Market Participants Discuss CCP Margin Levels

Jan Bart de Boer, chief commercial officer at ABN Amro Clearing Bank, said there will be a discussion this year between central counterparties and their clearing members on the redistribution of risk and reward following the increased volatility caused by the Covid-19 pandemic.

He was interviewed during the Eurex Digital Derivatives Forum this morning.

Jan Bart de Boer, ABN Amro Clearing Bank

de Boer continued there has been a slow burning discussion between market participants and CCPs on the distribution of risk and reward which has become more urgent since Covid-19 caused an increase in volatility in March.

“Margins increased over a very short time so maybe they are too low in normal markets ?” he added. “The performance of CCPs has been stellar but clearing members have lost a year of income.”

de Boer said ABN Amro Clearing Bank had performed its role of absorbing risk very well during March.

“We had one failure out of 700 clients, after 20 years of no losses, which shows how extreme the markets were,” he added.

Philip Simons, global head of sales, fixed income derivatives funding & financing at Eurex, said during the forum that the volatility in March led to five days of volumes that are amongst the all-time top 10, with monthly volume 85% higher than in 2019.

In addition, Eurex made 51 intra-day margin calls in March compared to 19 last year.

Simons continued that equity derivatives had the highest increase in margins in March.

“The Eurostoxx 50 margin rose from 7% to 17%,” he said. “The increase could have been more dramatic but we use a longer period for our risk calculations and have a stress floor.”

He agreed that the market should debate margin levels, as some participants want a smaller rise during periods of volatility.
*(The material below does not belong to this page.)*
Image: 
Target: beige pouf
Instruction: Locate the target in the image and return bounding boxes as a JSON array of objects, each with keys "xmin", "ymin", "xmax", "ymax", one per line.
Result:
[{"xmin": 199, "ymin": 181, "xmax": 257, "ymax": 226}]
“For our clients margin optimisation is high on their agenda,” Simons added. “The market should move towards the integration of repo trading, securities lending and derivatives.”

Bank of England research

The Bank of England said in a research report that daily variation margin calls by UK CCP in derivatives markets in March were around five times the average daily margin calls for January and February. Variation margin calls also increased for uncleared derivatives.

The UK central bank said margin helped to ensure derivatives markets remained resilient throughout the recent market shock but also resulted in a large movement of liquidity around the financial system.

“This contributed to a ‘dash for cash’ in March 2020, as some market participants appeared to have insufficient buffers of cash-like assets to meet actual or anticipated margin calls,” said the study.

The report said prudent margining is an important part of risk management in the system and is not a trade-off with liquidity risk.

“Participants in derivatives markets should ensure their liquidity management strategies take account of the possibility that margin calls and requirements may rise significantly during periods of market turbulence,” added the Bank of England.